La formation qui en est à la 19ème promotion, ne répond pas à une demande rationnellement fixée à l’avance ; mais prépare à l’éventualité du chômage.
Au moment où le ministère du Travail et de la Prévoyance sociale projette la tenue du Forum national sur l’emploi des voix s’élèvent à l’Ecole nationale du cadastre (Enc), pour crier justice. Ce sont des personnes qui Se retrouvent désemparées au lendemain de leur formation, ne sachant où donner de la tête.
Comme le terme l’indique, l’Enc relève du ministère des Affaires foncières. Elle forme des techniciens du cadastre, pour le compte tout naturellement de l’Etat. A ce titre, il saute aux yeux que les ressortissants de cette école sont appelés à jouir des avantages prévus par la loi dans les statuts de la Fonction publique. En effet, l’article 9 de ce texte prévoit ce qui suit : Le recrutement s’effectue sur concours.

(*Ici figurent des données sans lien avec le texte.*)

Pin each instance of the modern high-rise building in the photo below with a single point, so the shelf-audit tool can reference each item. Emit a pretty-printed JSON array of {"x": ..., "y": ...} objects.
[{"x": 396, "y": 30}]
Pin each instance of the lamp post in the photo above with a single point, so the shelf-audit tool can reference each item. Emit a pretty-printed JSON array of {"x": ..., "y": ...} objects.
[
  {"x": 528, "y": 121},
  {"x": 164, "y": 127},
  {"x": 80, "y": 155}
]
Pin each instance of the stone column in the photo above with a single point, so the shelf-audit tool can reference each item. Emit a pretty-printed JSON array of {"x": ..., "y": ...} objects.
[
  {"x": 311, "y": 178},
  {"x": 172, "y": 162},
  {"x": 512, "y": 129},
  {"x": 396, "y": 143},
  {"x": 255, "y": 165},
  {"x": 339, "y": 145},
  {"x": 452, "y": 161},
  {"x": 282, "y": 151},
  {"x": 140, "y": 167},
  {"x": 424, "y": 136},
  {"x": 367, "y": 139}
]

Toutefois, le recrutement se fait sur titre en faveur des candidats détenteurs d’un diplôme délivré ou reconnu équivalent par l’Enseignement nationale préparant spécialement à la carrière concernée, pour autant que le nombre de candidats ne depasse pas celui des emplois mis en compétition, « lit-on dans le recueil des textes portant statuts du personnel de carrière des services publics de l’Etat.
A l’heure où semble se préciser la perspective du forum national sur l’Emploi, de nombreuses personnes se déclarant « Anciens de l’Enc « se tournent les pouces dans la rue. Il Se fait qu’à ce jour, plusieurs ont été formés, mais très peu seulement jouissent des avantages prévus par la loi. A ce point précis, l’article 13 des textes sus évoqués stipule : « Tout agent soumis au présent Statuts porte obligatoirement un numéro matricule qui lui est attribué par le ministre de la Fonction Publique ».
Dans cet ordre d’idées, notre source déplore un paradoxe érige en règle du jeu. C’est que la formation qu’il en est à la 19ème promotion, ne répond pas à une demande rationnellement fixée à l’avance, mais prépare à l’éventualité du chômage. Car à l’issue de la formation, ce à quoi aspirent les jeunes techniciens, c’est le port d’un numéro matricule, qui suppose une valorisation et des avantages professionnels.
Ce qui suppose, au bas mot, le recrutement dans la Fonction publique, pour une carrière méritée. La source ajoute que pour faire face à la survie, la multitude dépourvue de matricule s’en remet à une autre formation, ou à une activité tierce, pour des raisons imaginables.